Having a healthy diversity of gut bacteria is known to help regulate the immune system, increase intestinal motility (bowel movements), reduce inflammation in the body, alter genes in the liver that control fat storage and metabolism, and even influence the neurotransmitters in your brain by boosting your mood and reducing stress.

There is more and more research pointing to vegetable and fruit fibers as being the optimal food for the right kind of microorganisms in your digestive tract.  In contrast, fibers from grains seem to feed a different set of bacteria, ones that aren’t linked to health benefits or that may even be linked to health problems.  Yet another reason to replace the pasta on your plate with extra vegetables.

5.  Milk is necessary for strong bones.  The relationship between calcium intake and bone health is complex and poorly understood.  Calcium alone is not enough to keep your bones strong.  You need an array of cofactors that includes vitamin A, D, and K2 for the body to use the calcium that is consumed. Vitamin D acts as a hormone telling our body to use and absorb calcium properly in concert with vitamin A and vitamin K2 tells the body where to put the calcium.  There must be a synergy between this group of nutrients that can only be found when you eat real whole foods. 

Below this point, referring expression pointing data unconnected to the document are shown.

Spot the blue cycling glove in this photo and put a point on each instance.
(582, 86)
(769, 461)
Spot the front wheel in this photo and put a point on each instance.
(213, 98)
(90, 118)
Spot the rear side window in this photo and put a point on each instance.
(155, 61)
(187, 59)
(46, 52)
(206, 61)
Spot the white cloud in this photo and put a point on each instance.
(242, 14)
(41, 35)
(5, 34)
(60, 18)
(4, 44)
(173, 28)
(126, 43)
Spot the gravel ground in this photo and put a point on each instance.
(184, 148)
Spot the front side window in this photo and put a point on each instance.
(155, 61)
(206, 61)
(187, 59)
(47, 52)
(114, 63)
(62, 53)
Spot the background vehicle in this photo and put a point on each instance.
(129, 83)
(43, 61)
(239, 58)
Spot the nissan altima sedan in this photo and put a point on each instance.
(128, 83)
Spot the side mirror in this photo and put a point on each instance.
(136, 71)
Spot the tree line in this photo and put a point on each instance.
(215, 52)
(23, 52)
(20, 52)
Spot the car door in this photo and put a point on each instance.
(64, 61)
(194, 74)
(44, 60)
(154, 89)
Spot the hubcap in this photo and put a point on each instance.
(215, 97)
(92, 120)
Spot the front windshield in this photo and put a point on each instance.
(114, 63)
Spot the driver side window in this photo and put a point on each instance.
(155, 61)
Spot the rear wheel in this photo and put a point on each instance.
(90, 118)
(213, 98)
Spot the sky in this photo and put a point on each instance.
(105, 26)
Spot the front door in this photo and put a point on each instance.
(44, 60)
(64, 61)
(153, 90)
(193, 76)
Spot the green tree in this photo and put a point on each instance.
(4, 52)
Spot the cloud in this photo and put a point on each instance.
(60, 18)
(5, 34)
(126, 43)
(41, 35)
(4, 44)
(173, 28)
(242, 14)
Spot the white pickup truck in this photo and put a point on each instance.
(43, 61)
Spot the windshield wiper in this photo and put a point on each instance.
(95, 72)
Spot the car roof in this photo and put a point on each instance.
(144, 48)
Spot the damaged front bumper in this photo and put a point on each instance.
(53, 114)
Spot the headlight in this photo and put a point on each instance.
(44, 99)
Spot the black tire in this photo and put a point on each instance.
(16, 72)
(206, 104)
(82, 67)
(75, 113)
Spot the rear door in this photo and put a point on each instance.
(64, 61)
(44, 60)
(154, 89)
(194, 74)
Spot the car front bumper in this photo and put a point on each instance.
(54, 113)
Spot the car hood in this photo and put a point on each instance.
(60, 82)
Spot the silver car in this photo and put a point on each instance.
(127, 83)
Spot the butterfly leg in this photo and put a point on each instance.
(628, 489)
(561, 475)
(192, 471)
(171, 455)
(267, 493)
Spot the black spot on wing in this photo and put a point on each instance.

A glass of conventional milk does not provide the cofactors needed to use the calcium that is found in it.  Factory farms raise cattle that are not fed their natural diet (so no vitamin K2) and then their milk is homogenized, pasteurized, reconstituted, and fortified.  The vitamins that conventional milk does contain have been added back in a synthetic form that your body does not know how to use.

We don’t need to drink milk to have strong bones but we do need to make sure that we are eating nutrient rich food and getting plenty of sunshine.  If bone health is an issue, think fixing like with like.  Drink lots of bone broth and use it in cooking to increase your bone health.  It has everything that your bones need.  Calcium is important but we likely need less calcium and more cofactors.

Were any of these things new?  What other “nutrition truths” have you seen crumble when questioned?